Magical hygiene is what we are talking about here, and if you are going to practice then it's an important topic. In many traditions, esoteric/magical tools are living beings. In others they are like magical batteries, accumulating energies from their environment. In earlier times practitioners would make their own tools, and that process would make the tools theirs. I think today most people buy or acquire their tools as gifts, and that, in my opinion, requires added steps, first to sever the tie to the previous owner and then to make them yours. Once that is done the tools should be guarded, kept apart form everyday life and no one should be allowed to handle them unless it is as part of their magical use, like splitting the deck of tarot in a reading. I have never had to reset a tool. BUT I have been in places where I had to exercise magical hygiene while using the tool. These practices are spelled out in many of the training programs of hermetic and rosicrucian traditions. Many traditions also have talismanic options that are considered safe making. That said, I can imagine a public gathering I might attend, where exposure to individuals of 'colorful' self expression might concern me. In that case I have a travel set of tools and if I need to reset them, it's fine as my main personal set are un affected. As a closing thought, when disposing of a tool, similar 'disconnecting' procedures should be used. Just throwing them away is the spiritual equivalent of leaving you PIN code and Debt card in a bar. Now is all this real, in the physics and chemistry sense, or in the psychological sense, or in the spiritual sense? I'll leave that to your experience. But how would you feel about your grand father's shot gun, if it was stolen and used in brutal senseless murder? Then returned. Would it ever feel the same to you? Would that knowledge interrupt the joy you had hunting with that gun, and the wonderful memories of your grand dad, knowing the last thing someone saw was your shot gun? When you practice spiritually, you are opening your self to the deepest, most personal level. Be careful what you let in there.

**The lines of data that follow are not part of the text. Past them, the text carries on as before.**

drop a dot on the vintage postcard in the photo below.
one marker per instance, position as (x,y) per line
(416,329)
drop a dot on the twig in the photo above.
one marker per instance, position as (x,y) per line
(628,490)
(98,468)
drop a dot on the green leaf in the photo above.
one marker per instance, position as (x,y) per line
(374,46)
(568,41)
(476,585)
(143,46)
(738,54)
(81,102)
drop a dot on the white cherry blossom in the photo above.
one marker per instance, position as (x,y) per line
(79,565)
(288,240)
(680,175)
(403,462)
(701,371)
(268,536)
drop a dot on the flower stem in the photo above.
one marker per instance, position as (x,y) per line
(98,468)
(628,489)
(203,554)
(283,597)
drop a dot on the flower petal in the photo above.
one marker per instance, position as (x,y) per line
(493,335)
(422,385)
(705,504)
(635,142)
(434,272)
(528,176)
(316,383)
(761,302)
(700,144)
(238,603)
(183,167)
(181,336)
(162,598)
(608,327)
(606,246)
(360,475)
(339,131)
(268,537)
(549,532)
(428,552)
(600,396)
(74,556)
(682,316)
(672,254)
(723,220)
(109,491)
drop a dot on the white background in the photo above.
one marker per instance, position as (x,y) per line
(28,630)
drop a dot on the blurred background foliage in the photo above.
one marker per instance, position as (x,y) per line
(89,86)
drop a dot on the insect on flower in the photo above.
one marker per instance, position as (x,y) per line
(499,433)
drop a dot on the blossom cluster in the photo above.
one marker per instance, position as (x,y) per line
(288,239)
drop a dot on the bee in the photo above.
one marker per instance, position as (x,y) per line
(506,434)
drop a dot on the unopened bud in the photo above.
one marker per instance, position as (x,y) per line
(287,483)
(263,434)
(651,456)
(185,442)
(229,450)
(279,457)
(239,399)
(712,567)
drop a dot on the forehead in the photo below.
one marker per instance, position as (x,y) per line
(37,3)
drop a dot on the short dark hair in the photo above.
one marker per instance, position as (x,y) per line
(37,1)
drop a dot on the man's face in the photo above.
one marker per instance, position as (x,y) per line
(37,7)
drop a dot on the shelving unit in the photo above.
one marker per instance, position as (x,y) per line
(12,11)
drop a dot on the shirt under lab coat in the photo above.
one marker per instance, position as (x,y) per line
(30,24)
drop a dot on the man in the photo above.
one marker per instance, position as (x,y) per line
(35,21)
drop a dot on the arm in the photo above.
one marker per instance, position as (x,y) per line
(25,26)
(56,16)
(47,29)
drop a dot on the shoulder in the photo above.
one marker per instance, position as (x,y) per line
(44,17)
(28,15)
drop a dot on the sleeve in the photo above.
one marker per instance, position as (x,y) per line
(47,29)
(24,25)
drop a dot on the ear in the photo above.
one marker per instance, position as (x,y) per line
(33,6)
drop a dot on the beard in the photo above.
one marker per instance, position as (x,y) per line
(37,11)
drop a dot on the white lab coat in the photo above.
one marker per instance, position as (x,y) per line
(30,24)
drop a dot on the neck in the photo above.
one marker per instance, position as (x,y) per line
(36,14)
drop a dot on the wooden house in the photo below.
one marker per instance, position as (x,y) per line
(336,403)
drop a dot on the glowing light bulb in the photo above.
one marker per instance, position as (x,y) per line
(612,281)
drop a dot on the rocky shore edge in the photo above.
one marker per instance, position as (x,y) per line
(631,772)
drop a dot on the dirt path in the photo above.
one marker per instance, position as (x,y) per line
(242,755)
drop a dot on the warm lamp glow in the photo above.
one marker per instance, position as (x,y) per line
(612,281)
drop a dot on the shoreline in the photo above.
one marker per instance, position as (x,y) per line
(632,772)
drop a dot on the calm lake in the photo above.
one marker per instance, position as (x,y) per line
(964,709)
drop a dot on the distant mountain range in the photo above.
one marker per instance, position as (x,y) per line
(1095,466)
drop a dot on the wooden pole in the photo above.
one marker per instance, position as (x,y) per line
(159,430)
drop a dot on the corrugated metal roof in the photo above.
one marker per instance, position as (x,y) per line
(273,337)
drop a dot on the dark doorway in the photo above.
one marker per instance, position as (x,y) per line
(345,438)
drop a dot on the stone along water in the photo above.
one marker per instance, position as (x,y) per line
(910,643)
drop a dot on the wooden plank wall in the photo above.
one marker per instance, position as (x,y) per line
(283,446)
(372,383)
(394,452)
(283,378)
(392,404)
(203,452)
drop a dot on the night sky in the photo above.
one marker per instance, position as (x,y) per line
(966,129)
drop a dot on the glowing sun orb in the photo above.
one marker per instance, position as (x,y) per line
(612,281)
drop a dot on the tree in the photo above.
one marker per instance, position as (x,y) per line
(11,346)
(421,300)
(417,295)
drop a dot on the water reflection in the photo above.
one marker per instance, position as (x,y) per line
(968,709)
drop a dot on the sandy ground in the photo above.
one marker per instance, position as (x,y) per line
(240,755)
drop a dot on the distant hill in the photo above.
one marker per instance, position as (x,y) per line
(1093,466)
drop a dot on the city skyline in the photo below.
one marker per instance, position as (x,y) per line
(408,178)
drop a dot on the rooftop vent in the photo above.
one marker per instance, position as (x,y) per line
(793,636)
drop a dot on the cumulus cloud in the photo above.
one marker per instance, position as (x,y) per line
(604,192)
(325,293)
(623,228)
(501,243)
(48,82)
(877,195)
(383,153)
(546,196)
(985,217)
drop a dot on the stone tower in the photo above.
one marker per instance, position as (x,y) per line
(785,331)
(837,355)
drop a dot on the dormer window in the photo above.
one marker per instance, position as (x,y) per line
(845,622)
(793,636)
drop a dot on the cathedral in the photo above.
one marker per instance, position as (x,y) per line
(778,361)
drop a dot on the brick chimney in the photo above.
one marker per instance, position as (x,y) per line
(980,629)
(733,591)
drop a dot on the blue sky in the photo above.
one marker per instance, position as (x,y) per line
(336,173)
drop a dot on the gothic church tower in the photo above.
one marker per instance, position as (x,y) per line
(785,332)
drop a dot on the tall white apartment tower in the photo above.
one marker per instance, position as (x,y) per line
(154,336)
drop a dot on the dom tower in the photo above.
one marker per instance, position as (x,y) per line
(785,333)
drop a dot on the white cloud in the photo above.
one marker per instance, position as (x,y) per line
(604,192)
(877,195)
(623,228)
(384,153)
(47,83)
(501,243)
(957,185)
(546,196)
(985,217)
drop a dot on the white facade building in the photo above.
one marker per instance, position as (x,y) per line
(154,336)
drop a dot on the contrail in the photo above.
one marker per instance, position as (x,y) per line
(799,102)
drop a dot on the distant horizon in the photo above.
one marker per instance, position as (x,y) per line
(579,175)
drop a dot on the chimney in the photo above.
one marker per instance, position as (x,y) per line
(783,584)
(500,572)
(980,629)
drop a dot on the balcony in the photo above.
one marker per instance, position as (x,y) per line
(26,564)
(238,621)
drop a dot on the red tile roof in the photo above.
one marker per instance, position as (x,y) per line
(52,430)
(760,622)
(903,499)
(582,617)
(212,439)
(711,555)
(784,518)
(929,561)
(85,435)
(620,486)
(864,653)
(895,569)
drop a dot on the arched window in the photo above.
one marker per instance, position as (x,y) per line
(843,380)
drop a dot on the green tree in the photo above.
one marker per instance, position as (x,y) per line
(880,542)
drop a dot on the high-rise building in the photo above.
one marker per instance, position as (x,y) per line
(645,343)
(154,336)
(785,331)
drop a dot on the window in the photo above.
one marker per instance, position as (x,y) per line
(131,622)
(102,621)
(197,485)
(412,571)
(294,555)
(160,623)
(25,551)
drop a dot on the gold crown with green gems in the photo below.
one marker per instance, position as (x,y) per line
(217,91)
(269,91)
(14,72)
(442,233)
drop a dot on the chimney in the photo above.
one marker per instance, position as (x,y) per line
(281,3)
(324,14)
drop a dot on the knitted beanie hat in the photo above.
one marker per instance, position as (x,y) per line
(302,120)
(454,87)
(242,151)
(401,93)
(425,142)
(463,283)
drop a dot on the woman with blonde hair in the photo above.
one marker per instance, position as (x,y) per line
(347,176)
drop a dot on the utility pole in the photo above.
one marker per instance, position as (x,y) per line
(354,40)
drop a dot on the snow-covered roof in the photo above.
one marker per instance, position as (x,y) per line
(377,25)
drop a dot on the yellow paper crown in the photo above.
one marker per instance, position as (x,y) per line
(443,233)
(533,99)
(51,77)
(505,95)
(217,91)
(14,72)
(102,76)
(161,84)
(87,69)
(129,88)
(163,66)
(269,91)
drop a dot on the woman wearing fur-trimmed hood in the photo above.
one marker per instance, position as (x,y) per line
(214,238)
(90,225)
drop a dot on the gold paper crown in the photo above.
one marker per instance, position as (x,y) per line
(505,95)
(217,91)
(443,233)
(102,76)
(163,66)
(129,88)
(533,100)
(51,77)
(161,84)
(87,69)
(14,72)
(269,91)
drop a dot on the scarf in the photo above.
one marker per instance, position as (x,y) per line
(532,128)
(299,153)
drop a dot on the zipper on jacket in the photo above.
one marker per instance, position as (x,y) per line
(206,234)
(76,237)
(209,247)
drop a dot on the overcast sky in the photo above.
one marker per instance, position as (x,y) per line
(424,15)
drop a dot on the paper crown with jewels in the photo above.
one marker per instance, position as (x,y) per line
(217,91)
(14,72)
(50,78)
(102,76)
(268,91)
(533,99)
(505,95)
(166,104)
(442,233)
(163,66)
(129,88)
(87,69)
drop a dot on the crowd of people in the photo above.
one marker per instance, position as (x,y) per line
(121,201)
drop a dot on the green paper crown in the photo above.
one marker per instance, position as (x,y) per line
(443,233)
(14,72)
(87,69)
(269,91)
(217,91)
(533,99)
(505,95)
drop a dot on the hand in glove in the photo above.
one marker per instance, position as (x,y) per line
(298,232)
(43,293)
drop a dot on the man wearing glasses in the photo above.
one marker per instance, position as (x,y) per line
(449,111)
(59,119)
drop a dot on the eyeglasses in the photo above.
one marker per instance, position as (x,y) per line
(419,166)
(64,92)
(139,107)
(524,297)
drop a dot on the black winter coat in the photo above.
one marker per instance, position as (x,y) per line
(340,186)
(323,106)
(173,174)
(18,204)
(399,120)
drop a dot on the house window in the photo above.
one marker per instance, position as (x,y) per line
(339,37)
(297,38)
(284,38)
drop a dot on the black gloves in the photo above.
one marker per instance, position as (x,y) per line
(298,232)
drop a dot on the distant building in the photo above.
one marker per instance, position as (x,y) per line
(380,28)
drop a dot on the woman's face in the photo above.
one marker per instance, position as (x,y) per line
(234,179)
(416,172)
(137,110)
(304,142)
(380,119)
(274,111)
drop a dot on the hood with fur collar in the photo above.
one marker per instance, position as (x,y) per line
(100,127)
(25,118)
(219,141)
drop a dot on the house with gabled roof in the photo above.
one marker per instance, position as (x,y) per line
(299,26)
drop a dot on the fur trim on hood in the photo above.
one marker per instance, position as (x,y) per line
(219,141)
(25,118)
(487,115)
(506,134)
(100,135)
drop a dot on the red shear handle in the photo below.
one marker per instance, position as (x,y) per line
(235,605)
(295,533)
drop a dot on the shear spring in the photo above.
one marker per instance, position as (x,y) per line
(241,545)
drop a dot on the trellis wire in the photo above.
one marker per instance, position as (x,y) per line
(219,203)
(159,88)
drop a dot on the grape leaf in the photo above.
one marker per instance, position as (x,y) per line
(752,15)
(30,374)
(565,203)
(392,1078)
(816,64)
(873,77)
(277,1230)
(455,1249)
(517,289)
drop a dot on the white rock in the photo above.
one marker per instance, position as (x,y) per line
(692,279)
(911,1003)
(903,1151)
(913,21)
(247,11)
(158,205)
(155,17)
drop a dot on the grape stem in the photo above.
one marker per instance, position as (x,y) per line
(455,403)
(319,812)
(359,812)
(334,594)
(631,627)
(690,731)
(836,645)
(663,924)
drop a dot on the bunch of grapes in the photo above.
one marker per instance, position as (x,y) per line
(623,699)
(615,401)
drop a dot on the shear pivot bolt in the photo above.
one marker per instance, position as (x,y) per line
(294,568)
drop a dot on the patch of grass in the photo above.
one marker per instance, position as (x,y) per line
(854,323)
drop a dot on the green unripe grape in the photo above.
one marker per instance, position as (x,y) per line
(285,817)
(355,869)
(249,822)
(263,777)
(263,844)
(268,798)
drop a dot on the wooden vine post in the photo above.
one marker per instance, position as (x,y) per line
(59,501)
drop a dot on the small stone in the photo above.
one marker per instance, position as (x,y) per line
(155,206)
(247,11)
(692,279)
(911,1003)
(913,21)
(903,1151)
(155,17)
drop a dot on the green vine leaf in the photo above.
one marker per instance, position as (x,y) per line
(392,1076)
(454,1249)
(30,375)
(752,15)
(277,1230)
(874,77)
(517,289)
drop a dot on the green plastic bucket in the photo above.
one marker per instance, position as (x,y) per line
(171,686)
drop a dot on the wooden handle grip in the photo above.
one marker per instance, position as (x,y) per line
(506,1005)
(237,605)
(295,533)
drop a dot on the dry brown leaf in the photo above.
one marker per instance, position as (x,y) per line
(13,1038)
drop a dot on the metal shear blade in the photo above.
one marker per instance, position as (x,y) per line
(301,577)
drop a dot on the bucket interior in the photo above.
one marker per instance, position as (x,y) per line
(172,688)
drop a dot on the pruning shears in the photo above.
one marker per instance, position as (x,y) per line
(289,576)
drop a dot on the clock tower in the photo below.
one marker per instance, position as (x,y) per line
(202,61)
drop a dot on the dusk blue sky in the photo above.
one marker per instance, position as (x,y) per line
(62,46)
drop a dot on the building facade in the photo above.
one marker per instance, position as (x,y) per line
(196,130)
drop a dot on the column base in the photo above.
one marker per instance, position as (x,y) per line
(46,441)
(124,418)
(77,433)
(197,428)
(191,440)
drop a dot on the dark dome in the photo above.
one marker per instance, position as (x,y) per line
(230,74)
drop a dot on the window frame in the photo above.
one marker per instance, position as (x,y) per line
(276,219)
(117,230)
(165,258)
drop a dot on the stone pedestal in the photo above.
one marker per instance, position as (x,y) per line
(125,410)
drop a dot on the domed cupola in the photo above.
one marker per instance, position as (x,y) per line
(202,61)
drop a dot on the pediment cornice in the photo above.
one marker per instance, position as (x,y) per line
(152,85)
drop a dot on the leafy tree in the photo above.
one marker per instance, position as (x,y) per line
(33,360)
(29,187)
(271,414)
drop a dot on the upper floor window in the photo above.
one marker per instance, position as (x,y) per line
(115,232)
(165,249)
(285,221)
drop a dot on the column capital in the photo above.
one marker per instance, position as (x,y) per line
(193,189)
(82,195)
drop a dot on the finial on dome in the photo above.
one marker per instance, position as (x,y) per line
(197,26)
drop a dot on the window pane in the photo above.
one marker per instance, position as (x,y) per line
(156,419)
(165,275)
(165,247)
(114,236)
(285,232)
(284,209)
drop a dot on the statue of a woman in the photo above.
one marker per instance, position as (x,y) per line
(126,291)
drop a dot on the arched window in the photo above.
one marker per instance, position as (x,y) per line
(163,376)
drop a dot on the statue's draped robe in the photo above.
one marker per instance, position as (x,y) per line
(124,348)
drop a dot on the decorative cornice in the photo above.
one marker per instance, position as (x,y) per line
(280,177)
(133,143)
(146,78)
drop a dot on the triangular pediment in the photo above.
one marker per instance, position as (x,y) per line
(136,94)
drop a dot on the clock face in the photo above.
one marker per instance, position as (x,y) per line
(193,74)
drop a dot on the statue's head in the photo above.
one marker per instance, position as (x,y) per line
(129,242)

I see a couple of my Tarot practices fairly strongly reflected here. I've always kept my Tarot decks for myself personally. They aren't left out, and I don't really let other people play with them or particularly use them in any way. I do keep some 'loaner' decks that I don't read with for when someone wants to look at a deck, or try their hand at something.
I've also never actually discarded a deck that I've used for a reading. I still own the first two decks I bought decades and decades ago. The only decks I have passed along to others are decks that when I got them home I found weren't for me, so were unused in a reading sense.
Your mention of a 'travel set of tools' for large events like the Symposium makes a great deal of sense to me. While I never thought to do it, I think I certainly will move forward with it in the future. Thank you!
Magical hygiene is what we are talking about here, and if you are going to practice then it's an important topic. In many traditions, esoteric/magical tools are living beings. In others they are like magical batteries, accumulating energies from their environment. In earlier times practitioners would make their own tools, and that process would make the tools theirs. I think today most people buy or acquire their tools as gifts, and that, in my opinion, requires added steps, first to sever the tie to the previous owner and then to make them yours. Once that is done the tools should be guarded, kept apart form everyday life and no one should be allowed to handle them unless it is as part of their magical use, like splitting the deck of tarot in a reading. I have never had to reset a tool. BUT I have been in places where I had to exercise magical hygiene while using the tool. These practices are spelled out in many of the training programs of hermetic and rosicrucian traditions. Many traditions also have talismanic options that are considered safe making. That said, I can imagine a public gathering I might attend, where exposure to individuals of 'colorful' self expression might concern me. In that case I have a travel set of tools and if I need to reset them, it's fine as my main personal set are un affected. As a closing thought, when disposing of a tool, similar 'disconnecting' procedures should be used. Just throwing them away is the spiritual equivalent of leaving you PIN code and Debt card in a bar. Now is all this real, in the physics and chemistry sense, or in the psychological sense, or in the spiritual sense? I'll leave that to your experience. But how would you feel about your grand father's shot gun, if it was stolen and used in brutal senseless murder? Then returned. Would it ever feel the same to you? Would that knowledge interrupt the joy you had hunting with that gun, and the wonderful memories of your grand dad, knowing the last thing someone saw was your shot gun? When you practice spiritually, you are opening your self to the deepest, most personal level. Be careful what you let in there.
Thank you for this, I really appreciate it.
I see a couple of my Tarot practices fairly strongly reflected here. I've always kept my Tarot decks for myself personally. They aren't left out, and I don't really let other people play with them or particularly use them in any way. I do keep some 'loaner' decks that I don't read with for when someone wants to look at a deck, or try their hand at something.
I've also never actually discarded a deck that I've used for a reading. I still own the first two decks I bought decades and decades ago. The only decks I have passed along to others are decks that when I got them home I found weren't for me, so were unused in a reading sense.
Your mention of a 'travel set of tools' for large events like the Symposium makes a great deal of sense to me. While I never thought to do it, I think I certainly will move forward with it in the future. Thank you!